Anisotropic scaling of the two-dimensional Ising model II: surfaces and boundary fields

TL;DR

This paper investigates how surfaces and boundary fields influence the anisotropic 2D Ising model, confirming theoretical predictions and extending results to antiferromagnetic cases in finite and scaling limits.

Contribution

It provides explicit calculations of boundary effects on the anisotropic Ising model, validating scaling and conformal theories, and extends findings to antiferromagnetic systems.

Findings

Anisotropic couplings affect scaling functions via a generalized aspect ratio.

Open and staggered boundary conditions become equivalent in the scaling limit.

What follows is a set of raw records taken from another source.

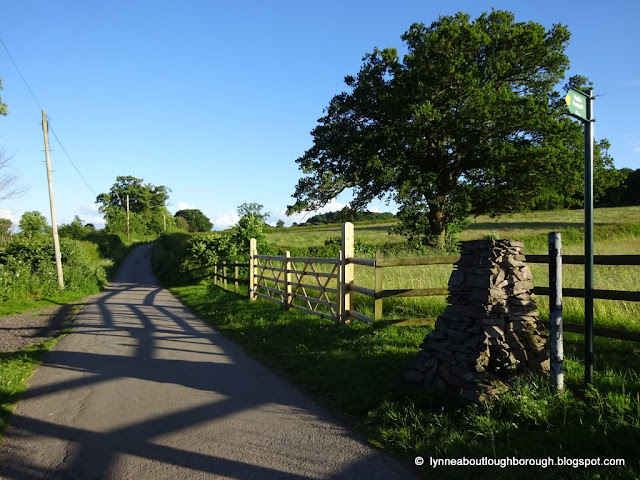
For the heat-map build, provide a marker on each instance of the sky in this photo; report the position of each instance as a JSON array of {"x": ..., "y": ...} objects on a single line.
[{"x": 216, "y": 100}]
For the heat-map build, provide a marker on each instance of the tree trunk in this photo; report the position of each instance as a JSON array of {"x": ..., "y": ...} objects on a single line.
[{"x": 436, "y": 224}]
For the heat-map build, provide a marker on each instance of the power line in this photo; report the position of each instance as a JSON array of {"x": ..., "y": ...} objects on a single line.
[
  {"x": 48, "y": 119},
  {"x": 20, "y": 73},
  {"x": 65, "y": 152}
]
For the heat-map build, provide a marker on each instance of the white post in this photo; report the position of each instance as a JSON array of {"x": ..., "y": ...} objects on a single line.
[
  {"x": 288, "y": 299},
  {"x": 348, "y": 252},
  {"x": 555, "y": 311},
  {"x": 253, "y": 251}
]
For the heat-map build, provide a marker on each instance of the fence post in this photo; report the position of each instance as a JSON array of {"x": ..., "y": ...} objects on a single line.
[
  {"x": 348, "y": 252},
  {"x": 377, "y": 310},
  {"x": 253, "y": 251},
  {"x": 224, "y": 274},
  {"x": 555, "y": 311},
  {"x": 288, "y": 298}
]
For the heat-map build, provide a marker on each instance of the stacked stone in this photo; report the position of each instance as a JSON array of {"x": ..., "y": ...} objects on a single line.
[{"x": 490, "y": 330}]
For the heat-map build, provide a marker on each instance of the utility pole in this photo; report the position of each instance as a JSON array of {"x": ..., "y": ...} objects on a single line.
[
  {"x": 54, "y": 224},
  {"x": 128, "y": 235}
]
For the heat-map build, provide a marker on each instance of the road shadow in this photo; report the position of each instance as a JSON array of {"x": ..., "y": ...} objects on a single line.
[{"x": 143, "y": 382}]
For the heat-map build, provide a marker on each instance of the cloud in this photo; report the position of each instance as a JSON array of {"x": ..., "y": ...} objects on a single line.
[
  {"x": 89, "y": 214},
  {"x": 226, "y": 220},
  {"x": 7, "y": 213},
  {"x": 332, "y": 206}
]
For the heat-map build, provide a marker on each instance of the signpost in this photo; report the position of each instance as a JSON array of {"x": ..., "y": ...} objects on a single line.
[{"x": 580, "y": 106}]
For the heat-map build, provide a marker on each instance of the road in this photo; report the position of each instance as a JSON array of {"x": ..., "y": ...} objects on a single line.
[{"x": 144, "y": 389}]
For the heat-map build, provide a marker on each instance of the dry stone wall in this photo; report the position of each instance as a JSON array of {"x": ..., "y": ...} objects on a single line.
[{"x": 490, "y": 331}]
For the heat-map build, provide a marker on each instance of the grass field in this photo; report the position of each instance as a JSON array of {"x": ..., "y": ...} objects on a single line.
[
  {"x": 357, "y": 370},
  {"x": 617, "y": 233},
  {"x": 515, "y": 227}
]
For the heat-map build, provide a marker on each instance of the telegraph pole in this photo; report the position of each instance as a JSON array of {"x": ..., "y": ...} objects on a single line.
[
  {"x": 128, "y": 231},
  {"x": 54, "y": 224}
]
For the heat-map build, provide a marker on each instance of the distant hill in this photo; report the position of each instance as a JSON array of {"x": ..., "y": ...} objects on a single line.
[{"x": 353, "y": 216}]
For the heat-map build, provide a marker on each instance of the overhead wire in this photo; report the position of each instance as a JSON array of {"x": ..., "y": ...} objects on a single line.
[{"x": 40, "y": 107}]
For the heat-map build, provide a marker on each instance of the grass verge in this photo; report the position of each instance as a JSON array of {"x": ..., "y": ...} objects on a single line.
[
  {"x": 16, "y": 369},
  {"x": 357, "y": 372}
]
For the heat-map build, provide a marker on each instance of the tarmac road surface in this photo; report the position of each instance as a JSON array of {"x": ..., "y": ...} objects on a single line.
[{"x": 144, "y": 389}]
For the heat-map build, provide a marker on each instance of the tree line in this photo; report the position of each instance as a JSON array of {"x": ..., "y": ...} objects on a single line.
[{"x": 471, "y": 120}]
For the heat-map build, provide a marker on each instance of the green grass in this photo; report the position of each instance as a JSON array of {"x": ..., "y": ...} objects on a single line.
[
  {"x": 16, "y": 369},
  {"x": 357, "y": 371},
  {"x": 514, "y": 226}
]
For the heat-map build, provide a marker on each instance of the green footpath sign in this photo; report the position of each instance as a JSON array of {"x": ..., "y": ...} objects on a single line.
[{"x": 577, "y": 103}]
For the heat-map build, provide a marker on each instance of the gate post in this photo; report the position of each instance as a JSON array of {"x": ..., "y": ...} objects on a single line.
[
  {"x": 555, "y": 311},
  {"x": 253, "y": 251},
  {"x": 288, "y": 298},
  {"x": 377, "y": 309},
  {"x": 348, "y": 252}
]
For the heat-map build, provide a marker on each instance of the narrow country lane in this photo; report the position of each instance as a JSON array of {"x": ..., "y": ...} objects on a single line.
[{"x": 144, "y": 389}]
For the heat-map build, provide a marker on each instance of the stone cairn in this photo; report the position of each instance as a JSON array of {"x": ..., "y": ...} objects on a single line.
[{"x": 490, "y": 330}]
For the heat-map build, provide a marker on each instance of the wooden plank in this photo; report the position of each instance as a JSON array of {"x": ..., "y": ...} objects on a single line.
[
  {"x": 272, "y": 290},
  {"x": 307, "y": 273},
  {"x": 601, "y": 294},
  {"x": 413, "y": 292},
  {"x": 267, "y": 297},
  {"x": 326, "y": 261},
  {"x": 315, "y": 300},
  {"x": 316, "y": 288},
  {"x": 359, "y": 316},
  {"x": 273, "y": 269},
  {"x": 604, "y": 332},
  {"x": 367, "y": 262},
  {"x": 270, "y": 257},
  {"x": 405, "y": 262},
  {"x": 370, "y": 292},
  {"x": 270, "y": 279}
]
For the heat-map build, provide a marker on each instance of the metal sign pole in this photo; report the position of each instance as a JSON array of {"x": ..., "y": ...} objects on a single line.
[{"x": 588, "y": 241}]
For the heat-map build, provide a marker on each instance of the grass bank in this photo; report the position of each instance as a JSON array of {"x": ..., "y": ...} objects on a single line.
[{"x": 16, "y": 369}]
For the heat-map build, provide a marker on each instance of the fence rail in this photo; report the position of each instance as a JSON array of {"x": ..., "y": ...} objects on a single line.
[{"x": 325, "y": 286}]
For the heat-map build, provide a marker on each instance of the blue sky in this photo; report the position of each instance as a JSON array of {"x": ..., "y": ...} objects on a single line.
[{"x": 216, "y": 100}]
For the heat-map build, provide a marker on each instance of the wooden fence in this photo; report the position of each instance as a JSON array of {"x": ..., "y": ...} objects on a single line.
[
  {"x": 222, "y": 275},
  {"x": 325, "y": 286}
]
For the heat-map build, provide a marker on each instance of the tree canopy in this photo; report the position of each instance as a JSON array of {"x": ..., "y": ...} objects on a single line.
[
  {"x": 468, "y": 121},
  {"x": 147, "y": 207},
  {"x": 196, "y": 220}
]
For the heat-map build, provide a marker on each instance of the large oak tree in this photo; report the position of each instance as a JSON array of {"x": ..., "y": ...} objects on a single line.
[{"x": 470, "y": 120}]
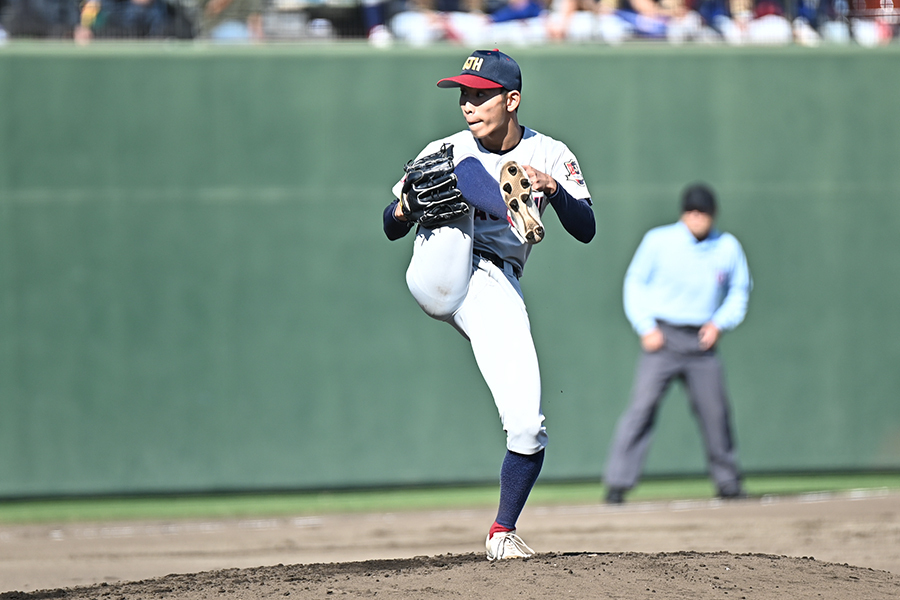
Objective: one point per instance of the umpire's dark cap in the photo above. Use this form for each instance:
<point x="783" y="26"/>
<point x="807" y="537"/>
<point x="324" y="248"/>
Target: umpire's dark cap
<point x="487" y="69"/>
<point x="699" y="197"/>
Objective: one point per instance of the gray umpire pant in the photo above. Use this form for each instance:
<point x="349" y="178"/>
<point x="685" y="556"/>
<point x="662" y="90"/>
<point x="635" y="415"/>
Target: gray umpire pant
<point x="701" y="372"/>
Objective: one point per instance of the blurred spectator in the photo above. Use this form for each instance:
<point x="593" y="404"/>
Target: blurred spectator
<point x="231" y="20"/>
<point x="672" y="20"/>
<point x="133" y="19"/>
<point x="41" y="18"/>
<point x="374" y="17"/>
<point x="573" y="20"/>
<point x="762" y="23"/>
<point x="471" y="22"/>
<point x="421" y="22"/>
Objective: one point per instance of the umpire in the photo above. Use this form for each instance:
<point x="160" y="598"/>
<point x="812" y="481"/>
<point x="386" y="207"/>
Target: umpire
<point x="686" y="283"/>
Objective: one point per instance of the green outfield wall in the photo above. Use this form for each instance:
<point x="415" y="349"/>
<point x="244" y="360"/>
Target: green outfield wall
<point x="196" y="294"/>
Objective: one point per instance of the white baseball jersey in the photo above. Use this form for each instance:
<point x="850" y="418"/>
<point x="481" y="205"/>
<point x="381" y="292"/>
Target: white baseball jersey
<point x="535" y="149"/>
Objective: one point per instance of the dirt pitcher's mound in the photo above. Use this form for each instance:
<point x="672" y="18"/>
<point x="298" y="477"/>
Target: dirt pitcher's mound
<point x="577" y="576"/>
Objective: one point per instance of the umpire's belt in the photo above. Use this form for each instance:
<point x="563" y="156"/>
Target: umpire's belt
<point x="498" y="261"/>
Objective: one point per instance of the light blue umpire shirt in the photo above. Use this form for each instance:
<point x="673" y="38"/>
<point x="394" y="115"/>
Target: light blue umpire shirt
<point x="675" y="278"/>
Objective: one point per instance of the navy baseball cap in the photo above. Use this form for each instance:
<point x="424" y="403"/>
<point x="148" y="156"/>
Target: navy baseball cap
<point x="698" y="197"/>
<point x="487" y="69"/>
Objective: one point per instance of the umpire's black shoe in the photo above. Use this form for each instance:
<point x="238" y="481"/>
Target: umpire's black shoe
<point x="615" y="496"/>
<point x="732" y="493"/>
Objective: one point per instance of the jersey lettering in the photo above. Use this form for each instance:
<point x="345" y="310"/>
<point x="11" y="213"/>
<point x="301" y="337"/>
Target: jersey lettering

Surface tension emerges due to antiperiodic boundaries with symmetry-breaking fields.

Abstract

Based on the results published recently [SciPost Phys. 7, 026 (2019)], the influence of surfaces and boundary fields are calculated for the ferromagnetic anisotropic square lattice Ising model on finite lattices as well as in the finite-size scaling limit. Starting with the open cylinder, we independently apply boundary fields on both sides which can be either homogeneous or staggered, representing different combinations of boundary conditions. We confirm several predictions from scaling theory, conformal field theory and renormalisation group theory: we explicitly show that anisotropic couplings enter the scaling functions through a generalised aspect ratio, and demonstrate that open and staggered boundary conditions are asymptotically equal in the scaling regime. Furthermore, we examine the emergence of the surface tension due to one antiperiodic boundary in the system in the presence of symmetry breaking boundary fields, again for finite systems as well as in the scaling limit. Finally, we extend our results to the antiferromagnetic Ising model.